Monday began pretty early for me. I gave the 9am presentation in the Mentor suite on eqDRC (Equation-Based DRC). I say that I gave it but it turns out I had a great special guest who did most of the talking. Jim Culp (the “DFM Jedi” as we call him) at IBM in Fishkill, NY was on hand and agreed to present on the work he has been doing with the eqDRC capabilities at IBM. I gave a brief intro to the basic idea and concepts behind eqDRC and then let Jim run with it. Here is a not so professional picture of him doing the presentation. Sorry Jim:)
I have been amazed over the last 1-2 years what Jim has done. He has been one of the first guys to really grasp the potential power of the eqDRC capability and apply it to real world problems. He was only able to discuss the most mature of his ventures to date which was related to chip leakage analysis, but I know that he has several other applications he has done with it as well. Jim’s focus has been to use the generic tool capability as a platform for modeling circuit yield loss mechanisms on incoming designs into the foundry at IBM.
For the leakage application he set out to generate a much more accurate modeling capability of static chip leakage that can run in just a few hours and give the foundry and the designer much more information about what to expect in leakage and what issues they may not be aware of. Jim presented the graph below to explain why he thinks static leakage analysis is so important in advanced designs.

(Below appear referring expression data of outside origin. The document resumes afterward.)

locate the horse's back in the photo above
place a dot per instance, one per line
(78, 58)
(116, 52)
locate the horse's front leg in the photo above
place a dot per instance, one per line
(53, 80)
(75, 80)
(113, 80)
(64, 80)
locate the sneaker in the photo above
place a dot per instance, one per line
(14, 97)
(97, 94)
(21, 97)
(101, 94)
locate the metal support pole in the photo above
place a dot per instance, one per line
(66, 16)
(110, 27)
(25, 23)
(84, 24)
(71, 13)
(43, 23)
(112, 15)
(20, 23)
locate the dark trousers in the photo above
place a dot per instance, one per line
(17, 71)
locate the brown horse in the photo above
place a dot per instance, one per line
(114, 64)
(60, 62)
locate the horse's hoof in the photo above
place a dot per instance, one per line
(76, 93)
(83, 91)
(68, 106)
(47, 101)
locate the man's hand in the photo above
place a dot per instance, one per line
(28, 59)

The static leakage is becoming a dominant source of the total leakage and failure to predict it properly can cause significant yield loss in production when your leakage specs are tight.
The one thing people always bring up about eqDRC is “how do I get the equation”. Well Jim’s approach for leakage modeling was to use the SPICE models that the foundry provides to generate data for an empirical fit. For instance. Below is the equation form and example data fit that he used for the N-Well proximity effect on transistor leakage.
Using this technique combined with using equations you can get from any device physics book, Jim was able to create a complete set of statistics on leakage for each transistor in the layout that is unique to its specific context. Below is a picture of how he is able to “grade” each transistor.
Once the leakage of each transistor is modeled Jim’s uses Calibre to statistically roll up the leakage into a “heat map” as shown below.
With this he can predict the total chip leakage and distribution across the wafer. He also uses this to compare with the actual heat map from the real chip in failure analysis. If there are mismatches between the model and the actual he can identify them to either understand a new mfg issue or better tune the model.
Each of the parameters that contribute to leakage are separately calculated and analyzed for distribution and outliers. The following is an example chip distribution of narrow channel effects (NCE).
He stated that most designers assumed parameters like this had a normal distribution. Clearly this is not the case and there are some dramatic outliers to the distribution. These transistors can now be highlighted on the layout to determine what is causing them and hopefully to drive layout changes to fix them.
All in all, it was an amazing presentation and a great start to DAC!